Le
7 novembre 2011, invité à l'émission Service Public de France
Inter, Matthieu Ricard, VRP du lamaïsme et apôtre de la méditation,
déclare : « On doit en arriver à une gouvernance
mondiale ». Dans son livre
Plaidoyer pour
l'altruisme,
Matthieu Ricard développe sa vision politique.
Une démocratie
informée et une méritocratie responsable
Comment faire en sorte que les peuples
se donnent le meilleur gouvernement possible ? Comme l'a dit le
Dalaï-lama après avoir « librement, joyeusement et fièrement »
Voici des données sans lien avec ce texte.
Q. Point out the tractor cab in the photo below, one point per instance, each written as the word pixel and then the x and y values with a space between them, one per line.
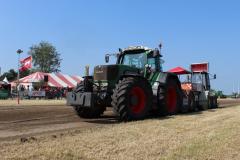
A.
pixel 140 57
pixel 196 87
mis fin à quatre siècles de collusion entre pouvoir spirituel et
pouvoir temporel au sein de l'administration tibétaine en exil : «
Le temps de la mainmise des dictateurs et des chefs religieux sur les
gouvernements est révolu. Le monde appartient à 7 milliards d'êtres
humains, et c'est eux et seulement eux qui doivent décider
démocratiquement du sort de l'humanité. » Tels sont les propos
qu'il a prononcés à maintes reprises depuis 2011, lorsqu'il
abandonna les dernières prérogatives politiques qui étaient
jusqu'alors associées à sa fonction, au terme d'un processus de
démocratisation des institutions tibétaines qu'il entreprit dis son
arrivé en exil sur le sol de l'Inde. « La démocratie, plaisantait
Churchill, est le pire système de gouvernement, à l'exception de
tous les autres qui ont été expérimentés. » Comment faire, en
effet, pour que les décisions les meilleures pour l'ensemble de la
population puissent émerger d'une immense masse d'individus qui
n'ont pas toujours accès à un savoir leur permettant de décider en
toute connaissance de cause ? Les dictateurs ont résolu la question
en décidant pour tout le monde, et les chefs religieux en décidant
selon les dogmes de leur religion respective. À de rares exceptions
près, les premiers comme les seconds ont causé, et causent encore,
d'incommensurables souffrances.
La plupart des tribus primitives [...]
étaient de nature fondamentalement égalitaires. Lorsqu'elles se
sont sédentarisées, ce sont généralement les individus considérés
comme les plus sages, ceux qui avaient le plus d'expérience et qui
avaient fait leurs preuves, qui étaient pris pour chefs. Le choix
des dirigeants conciliait ainsi consensus et méritocratie. À mesure
que ces communautés ont grandi, ont accumulé des richesses et se
sont hiérarchisées, d'autres systèmes sont apparus, notamment la
conquête brutale du pouvoir et la soumission des populations a
l'autorité de potentats. L'histoire humaine a fini par montrer que
la démocratie était la seule forme de gouvernement susceptible de
respecter les aspirations d'une majorité de citoyens.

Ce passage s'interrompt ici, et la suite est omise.